Probably the last thing anyone expected from 2020 was for the worlds of political protest music and Zebrahead to collide – but it’s been a funny old year and, well, here we are. Bringing in Dan Palmer’s Death By Stereo bandmate and drummer Mike Cambra, half of the notoriously daft and eternally popular punk/rap/rock/ska band (vocalist/guitarist Matty Lewis is notably absent) have created Fear No Empire, a supergroup of sorts, borne out of the civil and social unrest that has permeated the last six months. Together they’ve crafted a six track self-titled EP in the hope of addressing these injustices, attacking it with all the fire and fury it rightly deserves.

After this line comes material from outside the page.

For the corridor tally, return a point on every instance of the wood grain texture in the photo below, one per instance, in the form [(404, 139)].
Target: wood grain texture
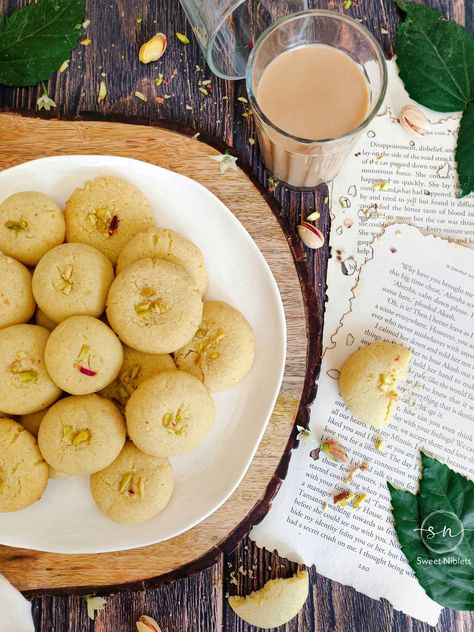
[(198, 604), (33, 571)]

This is, in effect, Zebrahead goes Rage Against The Machine, and if that sentence fills you with horror, then… well, fair enough. It’s not quite something we were anticipating writing either, but it’s also probably not quite what you think and, in a way, that’s sort of the problem. It’s all too often a cheap tribute to the masters of protest, finding its place musically but struggling to grasp the depth of more modern bands like Fever 333. Second track ‘Amplifier’ is pure Rage riffs that are undeniably enjoyable, but alongside a slightly jarring pronunciation of ‘bourgeoisie’ are clumsy rhymes and tired ideas that never really do more than scratch the surface.

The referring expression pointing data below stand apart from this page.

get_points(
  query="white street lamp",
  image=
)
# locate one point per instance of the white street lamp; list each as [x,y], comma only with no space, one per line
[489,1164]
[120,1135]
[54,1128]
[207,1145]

One of the biggest issues is that this is an EP that tries incredibly hard to make salient and symbolic statements, and then sort of gives up halfway in order to scream “wear a fucking mask, you dumb fuck” (‘Super Spreader’). Entertaining enough, but it leaves you wondering just how seriously they’re actually taking their subject matter as they lapse into more their familiar Zebrahead approach. You can feel what they’re striving for here, but they don’t quite achieve their goal, and it’s a shame; musically, they have the chops to make this work. They’re no strangers to hip-hop – the work of Dan Palmer on guitar consistently hits the mark throughout, vocalist Ali Tabatabaee is as snappy as ever, and there’s no doubt that this EP has been motivated by sincere and powerful intentions – but perhaps in their haste to make a statement, the end result has fallen short, ultimately feeling hollow and forgettable.

If you’re already a fan of Zebrahead with a taste for a dash of rebellion, this is a release you won’t want to miss. For the rest of us? It’s worth a listen, and the topics addressed are certainly more than worth your time – just don’t expect these to be the songs that fuel your revolution.